You still need application-level authorization for "this user within this tenant can do X." RLS is about tenant boundaries, not user-within-tenant permissions. But the most catastrophic class of multi-tenant bug — data crossing the tenant boundary — becomes structurally impossible.
Trade-offs to know
Three honest costs:
- Migrations and admin scripts get harder. If you log in as the app user to run a one-off script, RLS applies. Either set the tenant context explicitly at the start of the script, use a sentinel "admin" role with bypass privileges (audited), or connect as a different role for ops work.
- Cross-tenant features need an escape valve. Aggregate reporting across tenants, support tooling that views customer data, internal dashboards — these need a deliberate cross-tenant path. The right answer is a separate role/policy that grants cross-tenant access plus audit logging. Doing this carelessly recreates the original bug class.
- Connection-pool poisoning is impossible only if you stay disciplined. A bare
SET app.tenant_id(withoutLOCAL) anywhere in the codebase is a foot-gun. I keep this enforceable by lint rules and code review, and by never exposing a "set tenant context" function that doesn't open a transaction first.

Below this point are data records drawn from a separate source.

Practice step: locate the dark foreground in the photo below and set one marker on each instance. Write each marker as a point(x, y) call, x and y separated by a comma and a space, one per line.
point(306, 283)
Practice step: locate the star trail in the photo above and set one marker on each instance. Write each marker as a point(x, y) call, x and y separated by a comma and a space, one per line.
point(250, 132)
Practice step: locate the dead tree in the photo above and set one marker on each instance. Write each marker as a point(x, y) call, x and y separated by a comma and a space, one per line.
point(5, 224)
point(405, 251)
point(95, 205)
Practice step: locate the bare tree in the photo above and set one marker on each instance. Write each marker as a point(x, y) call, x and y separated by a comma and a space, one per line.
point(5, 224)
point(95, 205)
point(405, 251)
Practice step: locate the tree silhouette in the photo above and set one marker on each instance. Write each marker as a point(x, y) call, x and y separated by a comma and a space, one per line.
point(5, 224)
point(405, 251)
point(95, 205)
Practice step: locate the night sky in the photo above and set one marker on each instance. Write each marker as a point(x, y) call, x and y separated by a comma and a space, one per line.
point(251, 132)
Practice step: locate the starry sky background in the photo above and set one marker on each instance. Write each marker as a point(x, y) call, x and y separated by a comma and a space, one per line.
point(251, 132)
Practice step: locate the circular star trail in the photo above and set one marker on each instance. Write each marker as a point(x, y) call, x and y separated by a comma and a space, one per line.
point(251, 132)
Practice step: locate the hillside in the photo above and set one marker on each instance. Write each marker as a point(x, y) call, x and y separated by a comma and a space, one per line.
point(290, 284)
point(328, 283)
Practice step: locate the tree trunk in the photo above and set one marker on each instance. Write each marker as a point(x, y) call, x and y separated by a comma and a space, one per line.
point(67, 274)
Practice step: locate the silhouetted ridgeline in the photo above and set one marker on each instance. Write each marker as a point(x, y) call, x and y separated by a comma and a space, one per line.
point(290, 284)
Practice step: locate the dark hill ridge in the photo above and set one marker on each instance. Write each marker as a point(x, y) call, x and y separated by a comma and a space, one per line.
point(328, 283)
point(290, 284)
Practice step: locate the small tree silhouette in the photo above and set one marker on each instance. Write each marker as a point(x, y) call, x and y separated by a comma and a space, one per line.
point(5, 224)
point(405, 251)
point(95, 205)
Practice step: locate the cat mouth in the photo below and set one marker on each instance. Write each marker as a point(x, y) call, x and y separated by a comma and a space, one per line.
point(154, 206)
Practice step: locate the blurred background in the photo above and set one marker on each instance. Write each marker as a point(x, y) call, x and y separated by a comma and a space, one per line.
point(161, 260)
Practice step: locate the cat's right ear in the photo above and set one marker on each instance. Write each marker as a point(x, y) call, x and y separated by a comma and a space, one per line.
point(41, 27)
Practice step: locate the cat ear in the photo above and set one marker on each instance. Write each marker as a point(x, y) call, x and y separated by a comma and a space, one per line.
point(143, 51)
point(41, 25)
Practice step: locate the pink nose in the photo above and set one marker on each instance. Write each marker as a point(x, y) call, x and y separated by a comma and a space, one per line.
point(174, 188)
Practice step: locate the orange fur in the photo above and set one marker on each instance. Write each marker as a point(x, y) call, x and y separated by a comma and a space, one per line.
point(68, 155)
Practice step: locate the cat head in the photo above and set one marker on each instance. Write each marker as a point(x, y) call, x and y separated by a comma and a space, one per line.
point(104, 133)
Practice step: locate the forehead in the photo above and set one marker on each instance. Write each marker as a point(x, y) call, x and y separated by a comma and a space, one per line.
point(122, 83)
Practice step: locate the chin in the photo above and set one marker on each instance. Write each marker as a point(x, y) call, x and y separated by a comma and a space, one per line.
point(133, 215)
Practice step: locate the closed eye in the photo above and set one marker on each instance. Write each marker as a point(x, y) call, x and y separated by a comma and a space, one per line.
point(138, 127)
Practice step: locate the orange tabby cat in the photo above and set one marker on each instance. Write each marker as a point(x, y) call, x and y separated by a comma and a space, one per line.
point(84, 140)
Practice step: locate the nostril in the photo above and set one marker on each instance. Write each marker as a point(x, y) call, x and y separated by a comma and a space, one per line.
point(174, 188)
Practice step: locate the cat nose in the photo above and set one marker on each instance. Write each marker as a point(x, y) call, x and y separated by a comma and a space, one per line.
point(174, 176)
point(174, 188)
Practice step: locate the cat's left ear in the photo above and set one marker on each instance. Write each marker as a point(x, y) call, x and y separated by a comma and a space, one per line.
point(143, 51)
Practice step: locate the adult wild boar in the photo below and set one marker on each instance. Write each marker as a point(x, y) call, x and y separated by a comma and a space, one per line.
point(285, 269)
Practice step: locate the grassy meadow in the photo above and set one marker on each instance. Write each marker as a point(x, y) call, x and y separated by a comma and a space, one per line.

Why this composes well with the rest of the architecture
This is the part I didn't fully appreciate until I'd been running it for a few months: RLS via ALS composes cleanly with the other patterns I lean on. The Result<T,E> pattern stays unchanged (the SQL just returns fewer rows when no tenant is bound). The workflow engine doesn't know about tenancy — it asks repositories for entities by ID, and RLS quietly enforces "by ID and by current tenant." Cross-module events carry tenant context in the envelope and re-establish the ALS store on the consumer side. Cron jobs run with an explicit "system" role that bypasses RLS for the operations that have to be cross-tenant (and only those operations).
The tenancy concern becomes a property of the infrastructure layer. Domain code is, for once, oblivious to multi-tenancy. That's the right place for it.